ANALYSES

La réforme tant attendue de l’ONU viendra-t-elle de la crise ukrainienne ?

Tribune
7 mars 2022


Ce n’est pas seulement le Traité de Minsk qui a volé en éclat le 24 février dernier, c’est tout l’ordre mondial, et par ricochet, ses institutions, qui s’étaient bâties dans le respect des rapports de force de l’après-guerre.[1] Au centre de certains débats, les prérogatives spéciales du Conseil de sécurité. Si ce n’est pas la première fois que le droit de véto est remis en question, c’est peut-être la première fois qu’une fenêtre d’opportunité semble aussi ouverte. La question principale pour autant demeure : quel ordre mondial pousser ?

Peut-être faut-il commencer par rappeler que ni le Conseil de sécurité, ni l’OTAN n’existait à l’époque où plusieurs pays d’Europe ont été envahis à la fin des années 30. La première session du Conseil de sécurité s’est tenue en janvier 1946 et l’Organisation du traité de l’Atlantique Nord s’est activée en 1949, à l’initiative de douze États occidentaux.
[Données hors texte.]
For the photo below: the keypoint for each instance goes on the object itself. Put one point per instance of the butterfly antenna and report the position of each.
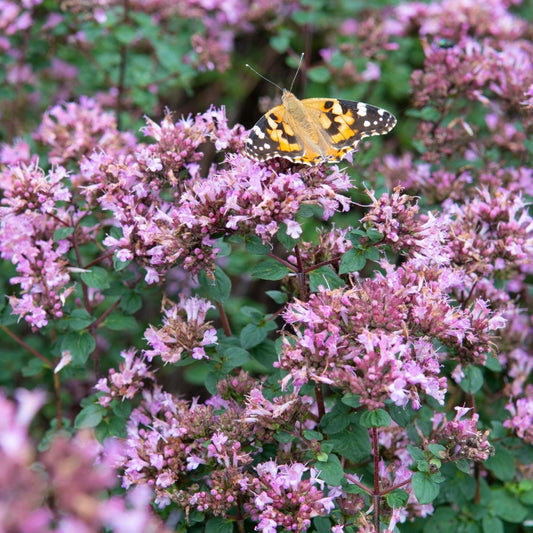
(297, 70)
(261, 76)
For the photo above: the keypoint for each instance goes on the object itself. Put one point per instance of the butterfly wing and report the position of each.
(273, 136)
(345, 122)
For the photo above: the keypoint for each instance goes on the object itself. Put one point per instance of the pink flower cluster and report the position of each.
(461, 437)
(132, 376)
(375, 339)
(63, 488)
(240, 197)
(34, 206)
(285, 498)
(184, 331)
(521, 410)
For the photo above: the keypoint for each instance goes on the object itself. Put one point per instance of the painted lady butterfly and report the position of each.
(315, 130)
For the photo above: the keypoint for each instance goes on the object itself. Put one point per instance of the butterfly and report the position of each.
(315, 130)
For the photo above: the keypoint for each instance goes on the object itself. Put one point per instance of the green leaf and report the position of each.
(284, 437)
(493, 363)
(492, 524)
(125, 34)
(337, 419)
(79, 319)
(62, 233)
(353, 443)
(252, 335)
(416, 453)
(352, 261)
(331, 471)
(310, 434)
(321, 524)
(437, 450)
(424, 487)
(397, 498)
(372, 254)
(130, 302)
(279, 297)
(119, 265)
(326, 277)
(443, 520)
(507, 506)
(319, 74)
(287, 241)
(34, 367)
(218, 289)
(117, 322)
(375, 419)
(218, 525)
(90, 416)
(255, 245)
(463, 465)
(502, 463)
(473, 380)
(233, 357)
(281, 42)
(97, 277)
(269, 269)
(80, 346)
(401, 415)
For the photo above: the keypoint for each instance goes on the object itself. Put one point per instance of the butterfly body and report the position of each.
(315, 130)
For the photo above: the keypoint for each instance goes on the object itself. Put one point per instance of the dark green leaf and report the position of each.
(473, 380)
(80, 345)
(97, 278)
(493, 363)
(283, 437)
(319, 74)
(218, 525)
(492, 524)
(62, 233)
(337, 419)
(255, 245)
(424, 487)
(331, 471)
(501, 464)
(443, 520)
(351, 400)
(309, 434)
(79, 319)
(401, 415)
(119, 265)
(353, 443)
(131, 302)
(372, 254)
(321, 524)
(326, 277)
(118, 322)
(252, 335)
(397, 498)
(463, 465)
(90, 416)
(437, 450)
(269, 269)
(233, 357)
(375, 419)
(218, 289)
(352, 261)
(507, 506)
(287, 241)
(279, 297)
(416, 453)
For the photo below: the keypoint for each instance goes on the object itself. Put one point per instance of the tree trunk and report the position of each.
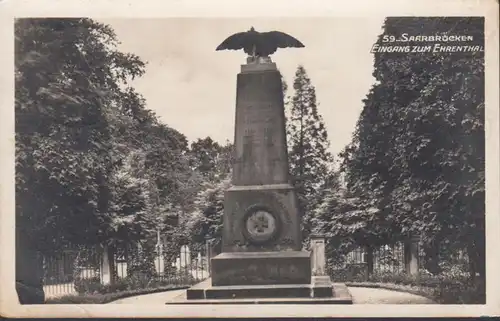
(369, 261)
Depuis, l’OTAN n’a cessé de s’étendre, absorbant une large partie de l’Europe de l’Est.[2] À l’heure où l’Europe occidentale assiste en temps réel à une agression extérieure de très haute intensité dans un pays immédiatement limitrophe à l’UE, ces repères temporels sont importants à rappeler.

Le Conseil de sécurité, qui depuis 75 ans fait office de gendarme du monde, se réunira une nouvelle fois sur la crise ukrainienne lundi après-midi, en séance publique. Des consultations à huis clos suivront, notamment pour discuter du projet de résolution franco-mexicain visant à demander un arrêt des hostilités et à sécuriser l’acheminement de l’aide humanitaire. Dans les tuyaux depuis huit jours, le texte, pourtant si évident sur le fond, se heurte à plusieurs résistances de forme. Les États-Unis auraient indiqué qu’ils ne le soutiendraient que s’il incriminait nommément la Russie en la désignant comme étant à l’origine de la crise humanitaire en Ukraine, et sans surprise, une telle formulation semble difficilement accordable avec le positionnement russe. Ces deux États disposant d’un droit de véto, c’est l’impasse, et pendant que le phrasé de la résolution est discuté, les villes de Marioupol et Kharkiv vont continuer d’être pilonnées. Les couloirs humanitaires prévus par les pourparlers russo-ukrainiens de jeudi dernier se heurtent en pratique à de nombreux écueils et les civils peinent à fuir les zones de combat, en témoignent les difficultés de mouvements de population du weekend.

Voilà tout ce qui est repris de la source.